One such artist is Jia Zhangke: many of his films are forbidden or forced underground – but not The World (世界, Shìjiè), which describes working in this dreary and ridiculous Beijing amusement park with replicas of world monuments like the Eiffel Tower. The censors lauded the film to the skies. They never realised Jia Zhangke’s heavy satire and cynicism surrounding the tale about people working at the happy park.

Another is Yue Minjun: he does retrospect exhibitions in the far future; he describes the present from the point of view of 1000 years or more from now, like in a rear-view mirror, and thus criticises the present from a comfortable distance in the future – which seems to go far beyond the censors’ comprehension.

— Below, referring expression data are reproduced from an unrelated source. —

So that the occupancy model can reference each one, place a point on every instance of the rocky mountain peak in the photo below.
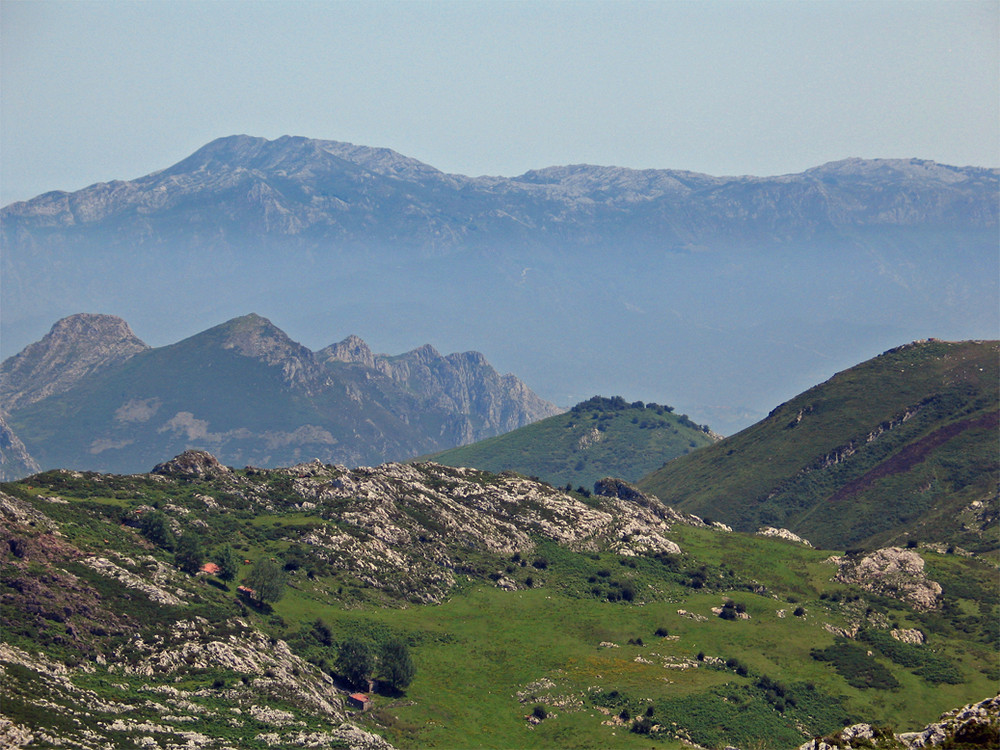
(258, 338)
(352, 349)
(75, 347)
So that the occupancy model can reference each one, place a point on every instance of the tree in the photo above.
(155, 528)
(355, 662)
(189, 554)
(267, 579)
(396, 667)
(228, 562)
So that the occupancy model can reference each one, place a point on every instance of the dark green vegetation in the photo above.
(544, 623)
(251, 395)
(901, 447)
(596, 438)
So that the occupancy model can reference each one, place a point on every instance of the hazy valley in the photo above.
(238, 537)
(668, 286)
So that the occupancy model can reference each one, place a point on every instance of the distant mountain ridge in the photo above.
(90, 396)
(685, 275)
(299, 186)
(598, 438)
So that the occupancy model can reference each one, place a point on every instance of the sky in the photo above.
(96, 91)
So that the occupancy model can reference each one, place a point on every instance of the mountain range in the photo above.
(674, 286)
(600, 437)
(900, 448)
(91, 395)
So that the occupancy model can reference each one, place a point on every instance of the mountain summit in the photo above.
(250, 394)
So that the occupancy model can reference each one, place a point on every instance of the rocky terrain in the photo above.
(91, 396)
(654, 283)
(900, 448)
(596, 619)
(75, 348)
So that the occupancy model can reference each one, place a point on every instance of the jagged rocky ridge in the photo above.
(583, 255)
(972, 726)
(92, 396)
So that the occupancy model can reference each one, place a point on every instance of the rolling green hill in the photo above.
(597, 438)
(535, 618)
(901, 447)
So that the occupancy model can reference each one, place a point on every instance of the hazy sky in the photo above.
(94, 91)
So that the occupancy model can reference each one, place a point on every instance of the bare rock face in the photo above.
(895, 572)
(484, 402)
(974, 725)
(192, 463)
(351, 349)
(15, 461)
(76, 347)
(258, 338)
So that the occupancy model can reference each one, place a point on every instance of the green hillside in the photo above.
(596, 438)
(536, 603)
(246, 392)
(903, 446)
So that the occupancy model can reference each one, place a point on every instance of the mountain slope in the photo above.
(903, 446)
(15, 461)
(247, 391)
(620, 619)
(674, 273)
(76, 347)
(597, 438)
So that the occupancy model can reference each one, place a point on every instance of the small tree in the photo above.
(189, 554)
(355, 663)
(155, 528)
(228, 562)
(267, 580)
(396, 667)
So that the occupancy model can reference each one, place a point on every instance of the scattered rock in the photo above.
(192, 463)
(894, 572)
(783, 534)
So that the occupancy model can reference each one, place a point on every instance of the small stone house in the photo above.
(360, 701)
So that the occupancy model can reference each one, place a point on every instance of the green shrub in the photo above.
(856, 667)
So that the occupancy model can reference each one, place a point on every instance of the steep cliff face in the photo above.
(76, 347)
(250, 394)
(709, 282)
(15, 461)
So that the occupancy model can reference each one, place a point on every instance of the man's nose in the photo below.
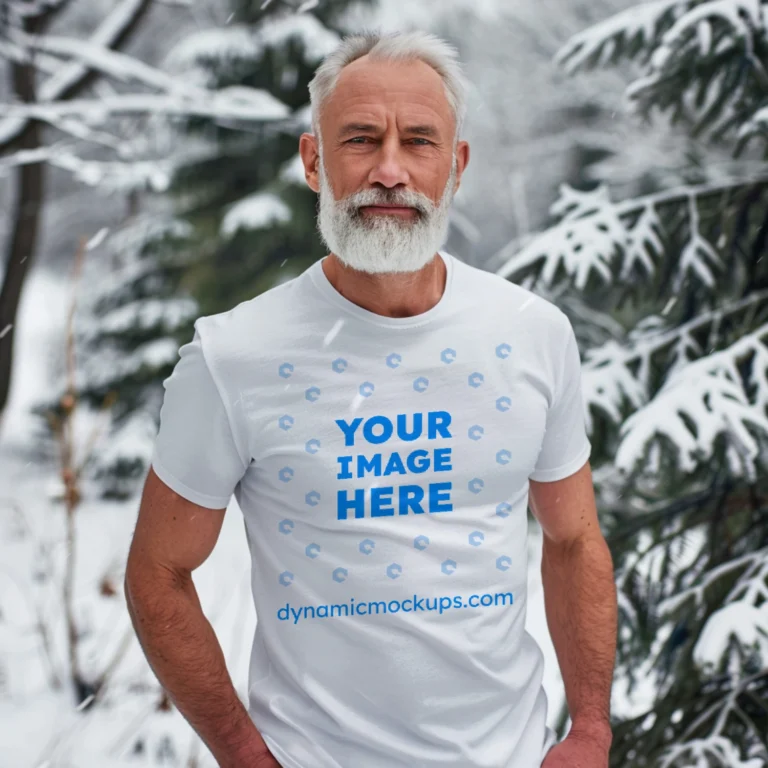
(389, 167)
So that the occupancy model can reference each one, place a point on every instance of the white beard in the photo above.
(384, 243)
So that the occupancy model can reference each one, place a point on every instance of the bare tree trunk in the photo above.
(25, 218)
(30, 177)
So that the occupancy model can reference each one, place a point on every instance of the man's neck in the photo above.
(389, 294)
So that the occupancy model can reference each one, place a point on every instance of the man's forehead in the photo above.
(369, 87)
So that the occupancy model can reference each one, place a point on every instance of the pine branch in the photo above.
(610, 240)
(68, 80)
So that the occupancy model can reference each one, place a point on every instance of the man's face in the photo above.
(388, 166)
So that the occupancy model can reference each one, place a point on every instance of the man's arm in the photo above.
(173, 536)
(579, 597)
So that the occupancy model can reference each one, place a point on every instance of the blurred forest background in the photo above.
(149, 175)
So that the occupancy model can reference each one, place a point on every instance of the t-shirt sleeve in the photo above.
(566, 447)
(197, 453)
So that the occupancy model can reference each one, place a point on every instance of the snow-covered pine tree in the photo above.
(677, 402)
(253, 216)
(241, 217)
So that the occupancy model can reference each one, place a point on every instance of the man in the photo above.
(383, 420)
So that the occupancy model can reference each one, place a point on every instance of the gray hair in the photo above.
(395, 46)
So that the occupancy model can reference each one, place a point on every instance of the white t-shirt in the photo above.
(382, 466)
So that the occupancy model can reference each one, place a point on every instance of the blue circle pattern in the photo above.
(421, 542)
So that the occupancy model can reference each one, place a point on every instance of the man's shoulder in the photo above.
(500, 296)
(255, 325)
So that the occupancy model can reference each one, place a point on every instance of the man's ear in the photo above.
(462, 161)
(310, 157)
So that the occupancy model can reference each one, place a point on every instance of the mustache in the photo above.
(406, 198)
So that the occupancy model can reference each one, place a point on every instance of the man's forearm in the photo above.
(185, 655)
(580, 602)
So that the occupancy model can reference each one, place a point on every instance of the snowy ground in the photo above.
(40, 726)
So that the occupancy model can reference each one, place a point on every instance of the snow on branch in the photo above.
(699, 403)
(665, 26)
(614, 374)
(97, 57)
(635, 27)
(684, 38)
(257, 211)
(757, 124)
(233, 102)
(616, 241)
(208, 48)
(714, 750)
(66, 77)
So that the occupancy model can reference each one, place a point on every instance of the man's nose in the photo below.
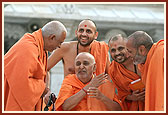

In the New China’s first 30 years from 1949-79 the Chinese struggled to survive – mentally and physically – Mao Zedong’s permanent experimental revolution with China his massive human laboratory, and the masses his guinea pigs.

In 1979 Mao’s successor, Deng Xiaoping, introduced economic reforms which led to the dissolution of peasants’ communes and a small, but growing degree of free enterprise, which quickly siphoned over into discreet diversity, curiosity about life, the arts, life’s possibilities after some very difficult times.

At that time people started perming their hair, they started wearing colourful clothes, nail polish, they straightened their backs, looked each other straight in the eye and started to enjoy life – a hitherto unknown luxury for most Chinese.

The joyful 1980es became the backdrop of immense creativity, curiosity and experiments in the arts in China. The educational institutions had reopened after the Cultural Revolutions’ devastating years.

The third generation of artists graduated form the arts academies in the mid-eighties. They boarded life and the arts with great inspiration, energy and engagement.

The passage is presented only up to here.